The scream was coming from a second dark-haired, wet, and bloody young woman. Flying across the hall toward the oblivious Jenna, the woman held a jagged rock in her upraised hand. Even as Charlie’s heart jumped, even as she started to call out and alert Jenna, alert the people around her, stop the terrible thing that was obviously getting ready to happen, she realized that what she was seeing wasn’t a living attacker at all, but a phantom.

A phantom whom, even as Charlie watched, went through the motions of bashing Jenna’s head in with the rock, slamming the jagged edge down into the pale forehead again and again and again. Without making a mark or disturbing so much as a hair on Jenna’s head. Since it had no corporeal existence, the phantom rock passed right through the living would-be victim’s flesh.

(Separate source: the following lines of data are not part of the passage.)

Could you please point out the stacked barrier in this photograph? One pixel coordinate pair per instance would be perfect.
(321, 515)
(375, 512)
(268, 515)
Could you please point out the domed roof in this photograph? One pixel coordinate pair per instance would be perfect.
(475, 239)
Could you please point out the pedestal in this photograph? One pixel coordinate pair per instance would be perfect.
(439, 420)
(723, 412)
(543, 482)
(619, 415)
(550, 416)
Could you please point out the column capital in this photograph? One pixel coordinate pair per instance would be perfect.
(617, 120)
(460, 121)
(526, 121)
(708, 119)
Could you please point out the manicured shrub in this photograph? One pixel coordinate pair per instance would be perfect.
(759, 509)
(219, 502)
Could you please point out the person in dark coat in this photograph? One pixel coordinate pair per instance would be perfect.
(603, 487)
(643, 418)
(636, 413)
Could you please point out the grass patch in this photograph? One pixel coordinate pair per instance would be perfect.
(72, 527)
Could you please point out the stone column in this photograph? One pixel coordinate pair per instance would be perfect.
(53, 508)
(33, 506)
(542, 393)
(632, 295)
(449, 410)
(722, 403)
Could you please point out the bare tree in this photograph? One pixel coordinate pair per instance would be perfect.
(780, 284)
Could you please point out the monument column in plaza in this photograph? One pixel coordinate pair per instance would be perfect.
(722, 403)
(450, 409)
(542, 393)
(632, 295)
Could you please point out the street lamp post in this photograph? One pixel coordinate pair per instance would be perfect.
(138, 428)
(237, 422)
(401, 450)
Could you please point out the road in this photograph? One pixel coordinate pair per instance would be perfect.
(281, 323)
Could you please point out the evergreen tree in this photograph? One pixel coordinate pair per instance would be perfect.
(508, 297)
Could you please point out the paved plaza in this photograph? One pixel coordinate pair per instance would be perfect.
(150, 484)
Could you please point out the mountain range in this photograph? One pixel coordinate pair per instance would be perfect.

Even as the girl wielding it screamed over and over again, “You murdered me, you bitch! You murdered me!”

CHAPTER FIVE

Charlie’s mind was spinning. What the phantom was saying—accusing Jenna of murdering her—was so off the wall that it couldn’t possibly be true. Could it?

A low whistle from behind her told Charlie that Michael was witnessing the same thing. She almost turned to say something to him before she caught herself. As far as everyone else in the whole world was concerned, he—and the bloody, screaming phantom in the hallway below—was not there. If she wanted to retain any credibility at all, she could not let herself forget that.